Quando l’exit non è povera, la liquidation preference assicura extra-profitti. Questo potrebbe anche essere accettabile per i founders. I venture capitalist infatti portano spesso know how. Sono una risorsa per la start-up.

Ci possono essere problemi se l’exit è di valore modesto. I founders potrebbero non riuscire a recuperare l’investimento. Soprattutto in caso di participating liquidation preference. Esistono infatti due macro-tipi di liquidation preference. La participating e la non-participating. La differenza tra le due è sostanziale. 

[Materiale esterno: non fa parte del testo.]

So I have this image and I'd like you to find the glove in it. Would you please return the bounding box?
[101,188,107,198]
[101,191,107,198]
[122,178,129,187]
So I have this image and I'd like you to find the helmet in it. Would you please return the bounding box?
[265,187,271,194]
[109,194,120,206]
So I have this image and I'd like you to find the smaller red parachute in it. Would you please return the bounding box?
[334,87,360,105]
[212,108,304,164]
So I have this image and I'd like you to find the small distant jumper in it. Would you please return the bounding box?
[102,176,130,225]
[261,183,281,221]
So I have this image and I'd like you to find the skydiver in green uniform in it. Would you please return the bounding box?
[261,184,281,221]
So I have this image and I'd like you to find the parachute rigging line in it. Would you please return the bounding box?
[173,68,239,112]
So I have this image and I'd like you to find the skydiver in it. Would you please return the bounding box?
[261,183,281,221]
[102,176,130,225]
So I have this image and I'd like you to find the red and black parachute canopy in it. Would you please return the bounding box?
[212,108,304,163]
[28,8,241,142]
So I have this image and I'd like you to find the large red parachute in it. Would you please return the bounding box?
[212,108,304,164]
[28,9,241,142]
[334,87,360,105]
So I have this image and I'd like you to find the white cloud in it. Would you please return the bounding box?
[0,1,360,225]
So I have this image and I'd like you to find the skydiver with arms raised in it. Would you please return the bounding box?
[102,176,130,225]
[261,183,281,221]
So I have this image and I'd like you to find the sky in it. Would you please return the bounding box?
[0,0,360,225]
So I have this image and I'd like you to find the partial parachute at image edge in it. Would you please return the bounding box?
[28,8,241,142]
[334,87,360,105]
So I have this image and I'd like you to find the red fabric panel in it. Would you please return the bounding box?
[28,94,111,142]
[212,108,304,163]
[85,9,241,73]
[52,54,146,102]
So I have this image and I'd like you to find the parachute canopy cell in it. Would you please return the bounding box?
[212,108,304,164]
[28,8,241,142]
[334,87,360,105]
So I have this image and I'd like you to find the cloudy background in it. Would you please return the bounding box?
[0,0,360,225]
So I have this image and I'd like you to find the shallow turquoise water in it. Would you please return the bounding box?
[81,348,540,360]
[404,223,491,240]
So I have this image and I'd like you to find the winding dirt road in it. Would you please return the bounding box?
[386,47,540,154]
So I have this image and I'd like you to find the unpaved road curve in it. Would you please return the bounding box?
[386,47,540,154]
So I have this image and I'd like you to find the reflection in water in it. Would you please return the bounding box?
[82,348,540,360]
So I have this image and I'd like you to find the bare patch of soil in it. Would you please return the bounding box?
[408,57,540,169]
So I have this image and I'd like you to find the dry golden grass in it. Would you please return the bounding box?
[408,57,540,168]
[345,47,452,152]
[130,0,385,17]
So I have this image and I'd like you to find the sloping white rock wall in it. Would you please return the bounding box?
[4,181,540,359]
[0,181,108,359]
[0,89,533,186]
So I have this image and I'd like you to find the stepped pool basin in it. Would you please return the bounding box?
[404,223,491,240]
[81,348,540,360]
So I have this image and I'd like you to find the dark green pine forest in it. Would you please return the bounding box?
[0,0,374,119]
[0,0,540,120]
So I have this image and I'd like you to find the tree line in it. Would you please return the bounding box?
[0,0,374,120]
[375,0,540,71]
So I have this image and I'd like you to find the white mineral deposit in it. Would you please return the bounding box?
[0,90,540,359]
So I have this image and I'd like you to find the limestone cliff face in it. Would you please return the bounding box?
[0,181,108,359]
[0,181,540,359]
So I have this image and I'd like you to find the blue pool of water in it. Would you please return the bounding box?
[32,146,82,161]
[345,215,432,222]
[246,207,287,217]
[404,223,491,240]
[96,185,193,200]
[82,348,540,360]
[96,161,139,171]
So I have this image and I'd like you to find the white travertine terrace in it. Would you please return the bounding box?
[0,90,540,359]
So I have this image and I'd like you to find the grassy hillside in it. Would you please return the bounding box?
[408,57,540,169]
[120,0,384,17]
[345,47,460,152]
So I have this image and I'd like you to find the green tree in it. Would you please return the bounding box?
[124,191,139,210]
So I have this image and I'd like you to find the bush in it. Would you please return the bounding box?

La prima penalizza molto gli altri soci. Il capitale di cessione restante viene diviso pro-quota tra tutti. Anche con il venture capitalist. Nonostante sia stato già “pagato” a monte. Purtroppo, si tratta anche della formula più diffusa. È possibile però limitarne gli effetti. Per esempio, tramite la definizione di un tetto massimo di rientro. Oltre il quale il privilegio della participating decade. 

Oppure, usare un meccanismo di catch-up. Ossia, ai founder viene assegnata una somma prima della divisione finale. Calcolata, magari, in percentuale rispetto alla liquidation preference.

Da valutare anche soluzioni alternative alla liquidation preference. Offrendo, per esempio, un rendimento minimo garantito tramite gli utili.